How they like to work
Bühler participates exclusively as an industry partner — never as project coordinator — which is consistent with how large global manufacturers engage in publicly funded research: contributing validated industrial know-how rather than managing academic consortia. Across just 2 projects, they connected with 56 unique partners in 17 countries, indicating participation in very large, geographically broad consortia (averaging roughly 28 partners per project). This pattern suggests they are valued as an industry anchor that lends credibility and scale-up pathways to multi-partner research alliances.

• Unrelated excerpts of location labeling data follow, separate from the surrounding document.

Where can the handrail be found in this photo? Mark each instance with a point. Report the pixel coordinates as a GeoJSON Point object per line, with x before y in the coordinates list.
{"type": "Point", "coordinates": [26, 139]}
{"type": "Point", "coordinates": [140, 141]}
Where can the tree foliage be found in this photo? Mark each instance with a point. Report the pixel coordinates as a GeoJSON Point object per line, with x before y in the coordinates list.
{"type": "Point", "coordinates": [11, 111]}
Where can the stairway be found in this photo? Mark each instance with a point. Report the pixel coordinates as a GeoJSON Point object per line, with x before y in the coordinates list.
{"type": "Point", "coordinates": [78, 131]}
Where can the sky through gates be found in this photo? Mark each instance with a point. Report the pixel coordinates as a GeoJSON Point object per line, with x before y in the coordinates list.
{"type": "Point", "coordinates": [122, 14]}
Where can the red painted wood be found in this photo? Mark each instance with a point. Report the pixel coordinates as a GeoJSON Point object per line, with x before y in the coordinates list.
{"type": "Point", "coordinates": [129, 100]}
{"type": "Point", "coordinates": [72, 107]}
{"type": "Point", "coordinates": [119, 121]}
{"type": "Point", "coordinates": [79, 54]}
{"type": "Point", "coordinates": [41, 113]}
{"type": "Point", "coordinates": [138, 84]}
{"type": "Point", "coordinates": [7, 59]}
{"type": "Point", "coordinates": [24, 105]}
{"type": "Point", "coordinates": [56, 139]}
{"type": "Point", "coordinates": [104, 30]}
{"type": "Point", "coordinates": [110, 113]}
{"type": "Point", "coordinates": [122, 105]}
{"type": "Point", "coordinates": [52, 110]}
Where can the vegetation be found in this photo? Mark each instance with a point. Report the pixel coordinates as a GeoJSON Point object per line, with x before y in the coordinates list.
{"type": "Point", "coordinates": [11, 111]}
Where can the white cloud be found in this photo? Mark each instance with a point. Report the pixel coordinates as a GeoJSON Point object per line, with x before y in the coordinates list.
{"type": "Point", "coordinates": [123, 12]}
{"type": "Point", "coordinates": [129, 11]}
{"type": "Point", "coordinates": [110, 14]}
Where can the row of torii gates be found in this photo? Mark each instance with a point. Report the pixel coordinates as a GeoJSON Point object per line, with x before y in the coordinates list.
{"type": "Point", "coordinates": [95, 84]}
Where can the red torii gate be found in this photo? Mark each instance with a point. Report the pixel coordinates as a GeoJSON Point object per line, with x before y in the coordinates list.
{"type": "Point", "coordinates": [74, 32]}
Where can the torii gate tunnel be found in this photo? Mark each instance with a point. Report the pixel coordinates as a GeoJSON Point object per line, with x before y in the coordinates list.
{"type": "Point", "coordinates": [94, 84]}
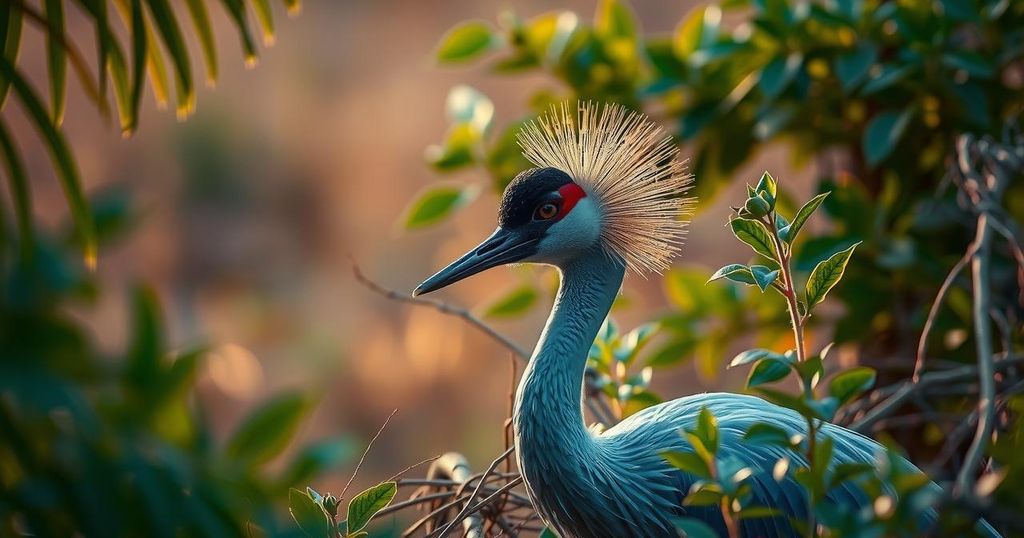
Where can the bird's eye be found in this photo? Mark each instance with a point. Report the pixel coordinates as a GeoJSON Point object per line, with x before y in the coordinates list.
{"type": "Point", "coordinates": [546, 211]}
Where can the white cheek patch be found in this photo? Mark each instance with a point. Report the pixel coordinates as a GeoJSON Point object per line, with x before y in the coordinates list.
{"type": "Point", "coordinates": [576, 233]}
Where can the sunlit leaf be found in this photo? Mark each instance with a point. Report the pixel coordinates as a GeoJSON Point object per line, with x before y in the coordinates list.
{"type": "Point", "coordinates": [765, 433]}
{"type": "Point", "coordinates": [167, 27]}
{"type": "Point", "coordinates": [735, 273]}
{"type": "Point", "coordinates": [367, 504]}
{"type": "Point", "coordinates": [754, 234]}
{"type": "Point", "coordinates": [764, 276]}
{"type": "Point", "coordinates": [883, 133]}
{"type": "Point", "coordinates": [687, 461]}
{"type": "Point", "coordinates": [307, 514]}
{"type": "Point", "coordinates": [435, 203]}
{"type": "Point", "coordinates": [268, 429]}
{"type": "Point", "coordinates": [65, 163]}
{"type": "Point", "coordinates": [788, 233]}
{"type": "Point", "coordinates": [826, 275]}
{"type": "Point", "coordinates": [465, 42]}
{"type": "Point", "coordinates": [201, 19]}
{"type": "Point", "coordinates": [56, 58]}
{"type": "Point", "coordinates": [853, 67]}
{"type": "Point", "coordinates": [20, 195]}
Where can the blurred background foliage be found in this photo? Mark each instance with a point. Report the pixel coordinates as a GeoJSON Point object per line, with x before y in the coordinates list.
{"type": "Point", "coordinates": [862, 98]}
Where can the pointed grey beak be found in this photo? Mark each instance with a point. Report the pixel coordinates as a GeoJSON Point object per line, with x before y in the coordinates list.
{"type": "Point", "coordinates": [502, 247]}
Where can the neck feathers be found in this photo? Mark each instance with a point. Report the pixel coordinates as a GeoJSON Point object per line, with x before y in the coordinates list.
{"type": "Point", "coordinates": [555, 450]}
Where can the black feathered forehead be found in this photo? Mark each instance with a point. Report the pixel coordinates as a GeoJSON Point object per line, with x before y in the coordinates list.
{"type": "Point", "coordinates": [527, 190]}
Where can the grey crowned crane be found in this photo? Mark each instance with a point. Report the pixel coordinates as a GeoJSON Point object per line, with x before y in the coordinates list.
{"type": "Point", "coordinates": [608, 196]}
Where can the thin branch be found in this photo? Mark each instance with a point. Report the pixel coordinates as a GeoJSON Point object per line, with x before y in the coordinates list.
{"type": "Point", "coordinates": [365, 452]}
{"type": "Point", "coordinates": [919, 365]}
{"type": "Point", "coordinates": [441, 306]}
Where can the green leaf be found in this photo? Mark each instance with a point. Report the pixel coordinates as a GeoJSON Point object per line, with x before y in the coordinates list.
{"type": "Point", "coordinates": [237, 8]}
{"type": "Point", "coordinates": [201, 19]}
{"type": "Point", "coordinates": [307, 514]}
{"type": "Point", "coordinates": [65, 163]}
{"type": "Point", "coordinates": [735, 273]}
{"type": "Point", "coordinates": [883, 133]}
{"type": "Point", "coordinates": [435, 203]}
{"type": "Point", "coordinates": [265, 17]}
{"type": "Point", "coordinates": [788, 233]}
{"type": "Point", "coordinates": [764, 276]}
{"type": "Point", "coordinates": [692, 528]}
{"type": "Point", "coordinates": [512, 303]}
{"type": "Point", "coordinates": [708, 429]}
{"type": "Point", "coordinates": [889, 76]}
{"type": "Point", "coordinates": [19, 192]}
{"type": "Point", "coordinates": [367, 504]}
{"type": "Point", "coordinates": [850, 383]}
{"type": "Point", "coordinates": [825, 275]}
{"type": "Point", "coordinates": [704, 496]}
{"type": "Point", "coordinates": [139, 55]}
{"type": "Point", "coordinates": [775, 77]}
{"type": "Point", "coordinates": [687, 461]}
{"type": "Point", "coordinates": [853, 67]}
{"type": "Point", "coordinates": [465, 42]}
{"type": "Point", "coordinates": [767, 371]}
{"type": "Point", "coordinates": [466, 105]}
{"type": "Point", "coordinates": [56, 58]}
{"type": "Point", "coordinates": [754, 234]}
{"type": "Point", "coordinates": [10, 32]}
{"type": "Point", "coordinates": [167, 26]}
{"type": "Point", "coordinates": [268, 429]}
{"type": "Point", "coordinates": [753, 512]}
{"type": "Point", "coordinates": [764, 433]}
{"type": "Point", "coordinates": [974, 64]}
{"type": "Point", "coordinates": [757, 354]}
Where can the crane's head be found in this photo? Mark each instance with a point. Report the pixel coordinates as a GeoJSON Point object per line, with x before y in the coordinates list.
{"type": "Point", "coordinates": [606, 178]}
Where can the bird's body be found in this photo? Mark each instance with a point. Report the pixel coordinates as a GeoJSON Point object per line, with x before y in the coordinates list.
{"type": "Point", "coordinates": [615, 483]}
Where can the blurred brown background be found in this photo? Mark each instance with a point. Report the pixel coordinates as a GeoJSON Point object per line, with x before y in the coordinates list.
{"type": "Point", "coordinates": [252, 209]}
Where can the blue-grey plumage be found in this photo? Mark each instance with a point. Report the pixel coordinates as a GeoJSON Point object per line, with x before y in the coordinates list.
{"type": "Point", "coordinates": [605, 200]}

Bühler has established connections with 56 unique partners across 17 countries through only 2 projects, reflecting membership in large, EU-wide research consortia rather than bilateral collaborations. Their network spans the full food and feed research ecosystem across Europe and likely beyond.
What sets them apart
Very few industry partners in EU food research can match Bühler's combination of global industrial scale and direct relevance to the entire cereal-to-feed processing chain — they are not a research group studying feed, they are one of the companies that actually builds the machines that make it. This means any research finding they co-develop carries a credible, well-resourced path to commercial deployment at industrial scale. For a consortium looking to move beyond paper results and toward market-ready solutions in feed processing or food safety, Bühler is a rare bridge between laboratory and factory floor.
Highlights from their portfolio
- Feed-a-GeneUnusually integrated in scope — simultaneously adapting feed composition, feeding techniques, and animal genetics across three livestock species (pigs, poultry, rabbits), making it one of the more ambitious attempts in H2020 to address feed efficiency systemically rather than through a single lever.
- MycoKeyDirectly aligned with Bühler's commercial interest in grain quality: addressing the full mycotoxin management chain (detection, risk monitoring, mitigation) across the main cereals their milling equipment processes — maize, wheat, and barley.